Eating with your hands  When you eat, always break off a piece using only your right hand, and then you use that morsel to mop up the curries. You don’t need a spoon to eat the food, you use the bread or rice.


Your feet are ‘dirty’ Don’t point the soles of your foot to anyone. If you accidentally touch somebody’s body with your foot, they will turn around and you have to apologize properly. Apologizing the Indian way is that they touch their hand to the same place where their foot just touched, and then they touch their hand to their heart, and that is like  “I’m sorry.”


Drinking Water  They have a very nice culture around water, where they’ll drink it from this huge jug. They don’t drink from glasses. It’s actually rude if you’re drinking from a water bottle, to touch your lips on the bottle, because then it means that you cannot share it with other people. So the way they drink it is they hold it up over their head, and let the water flow straight down into their mouth. So a water bottle is considered communal. A stranger might ask you, “Do you have some water?” and then you can give them the water because they’re not gonna touch it, and they assume that you’re not touching it with your lips either.


Face to Face – Interacting with people


Men & Women  Physical contact is private business. If you’re two different sexes and you start touching each other, everyone is going to start staring at you. If you’re the same sex no problem, touch as much as you want.


Beggars  If you want to give money, 10 rupees is a good amount. If you want to give coins to beggars it’s okay, but don’t feel like you have to.

You could also give them food, for kids especially it’s better to give food, because a lot of the kids are “hired,” or they give their money to some adult at the end. If you give food they might just eat it. There’s a business where they injure street children on purpose so that people feel sorry for them and give them more money.


Salesmen  It’s normal in the culture to barter, so if they ask for 500 rupees for a shirt and you say “okay,” they’re going to be disappointed! They want you to haggle with them. It’s part of the communication, it’s fun. So if they say 500 then you say 150, and they might laugh at you but it’s part of the game. Always go super low first – depending what you’re buying, if it’s diamonds you don’t go that low. They might have signs saying, “no bartering.” Ignore those.


Taxi Drivers What might happen a lot in cities if you take a tukk-tukk is they can straight up lie to you to take you to a friend’s place and get a commission. Be aware that there also exist fake pre-paid taxis and fake tourist office! However, some of the nicest people I find are the poor people doing the bicycle rickshaws, they have almost no money at all, but if you’re going short-distance you can support them instead. You don’t need to give hundreds of rupees, but have some small money at hand because they might claim they don’t have any change. Ten-rupee notes are always good to save.

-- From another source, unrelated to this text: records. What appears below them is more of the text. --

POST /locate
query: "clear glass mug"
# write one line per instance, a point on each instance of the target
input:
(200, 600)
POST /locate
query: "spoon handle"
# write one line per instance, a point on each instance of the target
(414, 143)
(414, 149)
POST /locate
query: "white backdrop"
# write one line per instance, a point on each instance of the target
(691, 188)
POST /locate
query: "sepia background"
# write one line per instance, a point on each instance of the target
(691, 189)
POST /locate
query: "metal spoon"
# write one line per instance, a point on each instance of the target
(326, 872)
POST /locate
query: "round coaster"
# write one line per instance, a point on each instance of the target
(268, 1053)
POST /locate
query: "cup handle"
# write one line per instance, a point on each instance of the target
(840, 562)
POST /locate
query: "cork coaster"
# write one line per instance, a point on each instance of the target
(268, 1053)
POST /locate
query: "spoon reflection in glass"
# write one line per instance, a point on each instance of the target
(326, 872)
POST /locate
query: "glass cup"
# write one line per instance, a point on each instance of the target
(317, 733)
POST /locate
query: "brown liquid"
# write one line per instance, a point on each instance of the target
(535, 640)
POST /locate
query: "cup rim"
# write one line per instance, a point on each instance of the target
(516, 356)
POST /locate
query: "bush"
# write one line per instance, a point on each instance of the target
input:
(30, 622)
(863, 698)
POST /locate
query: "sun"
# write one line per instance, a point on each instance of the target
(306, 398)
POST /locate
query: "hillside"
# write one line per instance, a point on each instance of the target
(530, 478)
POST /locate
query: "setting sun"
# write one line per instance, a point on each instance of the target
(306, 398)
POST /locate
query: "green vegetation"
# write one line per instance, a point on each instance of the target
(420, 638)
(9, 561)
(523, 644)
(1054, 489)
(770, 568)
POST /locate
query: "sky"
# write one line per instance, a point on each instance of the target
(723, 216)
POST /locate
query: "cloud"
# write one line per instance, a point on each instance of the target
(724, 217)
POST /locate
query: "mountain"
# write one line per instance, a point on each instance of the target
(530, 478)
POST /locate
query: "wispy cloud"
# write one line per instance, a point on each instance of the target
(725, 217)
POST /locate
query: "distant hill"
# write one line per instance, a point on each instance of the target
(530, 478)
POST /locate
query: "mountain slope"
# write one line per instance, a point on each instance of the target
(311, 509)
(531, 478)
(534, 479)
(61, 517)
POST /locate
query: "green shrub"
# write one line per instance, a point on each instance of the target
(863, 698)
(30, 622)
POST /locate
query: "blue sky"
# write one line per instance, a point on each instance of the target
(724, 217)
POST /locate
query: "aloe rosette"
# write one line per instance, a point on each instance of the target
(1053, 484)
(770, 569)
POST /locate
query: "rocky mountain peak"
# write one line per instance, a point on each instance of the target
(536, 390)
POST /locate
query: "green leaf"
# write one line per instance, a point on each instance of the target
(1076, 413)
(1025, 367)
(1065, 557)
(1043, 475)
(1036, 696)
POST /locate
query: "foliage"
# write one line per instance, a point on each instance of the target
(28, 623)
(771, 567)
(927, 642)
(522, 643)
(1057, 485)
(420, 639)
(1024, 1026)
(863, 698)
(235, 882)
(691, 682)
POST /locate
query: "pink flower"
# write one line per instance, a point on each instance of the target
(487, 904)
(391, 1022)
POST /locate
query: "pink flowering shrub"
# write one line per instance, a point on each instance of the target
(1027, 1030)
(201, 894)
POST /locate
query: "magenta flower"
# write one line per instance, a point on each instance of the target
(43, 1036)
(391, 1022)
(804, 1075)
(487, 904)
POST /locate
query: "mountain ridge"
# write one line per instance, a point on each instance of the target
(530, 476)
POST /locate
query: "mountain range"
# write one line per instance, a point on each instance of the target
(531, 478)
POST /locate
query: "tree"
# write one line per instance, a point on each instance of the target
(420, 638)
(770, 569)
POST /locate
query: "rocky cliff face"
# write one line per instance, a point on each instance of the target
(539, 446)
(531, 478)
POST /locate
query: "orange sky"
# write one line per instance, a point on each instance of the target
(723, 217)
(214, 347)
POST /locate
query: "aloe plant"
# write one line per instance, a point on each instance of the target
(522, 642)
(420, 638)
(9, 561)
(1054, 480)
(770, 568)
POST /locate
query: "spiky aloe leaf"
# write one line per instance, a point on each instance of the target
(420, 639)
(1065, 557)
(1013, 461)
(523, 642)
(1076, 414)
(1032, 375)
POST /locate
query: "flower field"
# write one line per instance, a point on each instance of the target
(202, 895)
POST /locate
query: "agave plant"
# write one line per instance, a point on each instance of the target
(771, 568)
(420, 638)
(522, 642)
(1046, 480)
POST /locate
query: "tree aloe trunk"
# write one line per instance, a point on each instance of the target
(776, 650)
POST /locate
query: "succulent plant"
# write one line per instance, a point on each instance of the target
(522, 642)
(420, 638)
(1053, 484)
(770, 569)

Uber works very well, and they also have Pick-me and some other apps for rickshaws. For that you need to have an Indian SIM, a wifi spot or some kind of roaming. Or just ask a person there to share their wifi with you. People are really nice, they treat foreigners really well, foreigners are guests, so they’re equal to god in their eyes culturally. They go out of their way to help you if you’re foreign.


Happy ending – The burning ghats


When someone dies, they celebrate a ritual called “Stairway to Heaven.” They are cremating the body publicly. You can go there and stand around just like the Indians do, they drink tea and talk, it’s not like a funeral, there’s nothing sad about it, it’s like a celebration actually. You see lots of burning bodies in India, it’s no problem. And if you see a body floating down the river Ghangha, it’s a holy body. But: Don’t drink the water of the river Ghangha!:)


Have a safe journey to the homeland of Meditation: Namaste!